Em um vídeo que viralizou nas redes sociais, Rebeca Café, de 29 anos, atribui esse caos à “educação permissiva”. É a aplicação malsucedida da “educação positiva”, que está em voga nas redes sociais por pregar noções de respeito, diálogo e negociação na educação dos filhos, sem autoritarismo
Para a professora, a tentativa de os pais “camuflarem” as regras e sempre permitirem que a criança tome decisões está inviabilizando o trabalho dos professores. São casos em que os familiares, em vez de falarem, por exemplo, “João, é hora de almoçar”, dizem: “João, você prefere almoçar com o garfo amarelo ou com o azul?”.

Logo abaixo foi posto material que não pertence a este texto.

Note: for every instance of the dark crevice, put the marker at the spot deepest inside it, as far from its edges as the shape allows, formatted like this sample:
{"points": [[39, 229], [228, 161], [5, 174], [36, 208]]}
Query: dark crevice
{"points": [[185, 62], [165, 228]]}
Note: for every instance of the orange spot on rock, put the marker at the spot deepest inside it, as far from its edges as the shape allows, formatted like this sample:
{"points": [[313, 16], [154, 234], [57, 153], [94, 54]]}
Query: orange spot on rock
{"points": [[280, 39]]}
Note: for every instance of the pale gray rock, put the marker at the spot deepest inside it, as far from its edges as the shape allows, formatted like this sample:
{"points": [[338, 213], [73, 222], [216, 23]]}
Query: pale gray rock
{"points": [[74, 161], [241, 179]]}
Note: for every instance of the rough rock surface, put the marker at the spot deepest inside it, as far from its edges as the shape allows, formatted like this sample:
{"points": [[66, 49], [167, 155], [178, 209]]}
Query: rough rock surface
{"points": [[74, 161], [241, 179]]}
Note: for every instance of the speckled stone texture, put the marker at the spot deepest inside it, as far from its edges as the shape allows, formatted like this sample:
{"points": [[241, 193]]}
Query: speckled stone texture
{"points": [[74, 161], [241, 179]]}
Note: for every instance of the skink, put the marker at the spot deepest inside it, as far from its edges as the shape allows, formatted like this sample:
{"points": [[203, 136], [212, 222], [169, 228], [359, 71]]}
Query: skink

Ao g1, Rebeca conta que não se opõe à educação respeitosa — inclusive, chega a aplicá-la com o filho, em casa. Mas percebe que uma interpretação errada do conceito está tomando a internet e gerando indivíduos com dificuldade de viver em sociedade. Os alunos não aceitam mais, por exemplo, que haja um horário fixo para terminar o recreio, mesmo que outra turma precise ocupar o parquinho em seguida.
“Só no ‘achismo’, sem o embasamento correto, teremos a permissividade. Em casa, a criança não sabe mais o que é regra e o que é autoridade. Na escola, portanto, não vai entender que existem normas e que os adultos são responsáveis por ela. Vira uma pessoa egocêntrica, que não se desenvolve bem no coletivo e que quer toda a atenção para si. Atrapalha o rendimento dos colegas”, afirma Rebeca.
Descubra seu perfil como pai/mãe e, em seguida, entenda:
Segundo a pedagoga Ariella Warner, especialista na abordagem cognitivo-comportamental na infância e na adolescência, a educação positiva nasceu para se opor à educação violenta, à opressão e ao silenciamento das crianças. Deixar de castigo, fazer ameaças, gritar ou usar força física são práticas que devem ser abandonadas.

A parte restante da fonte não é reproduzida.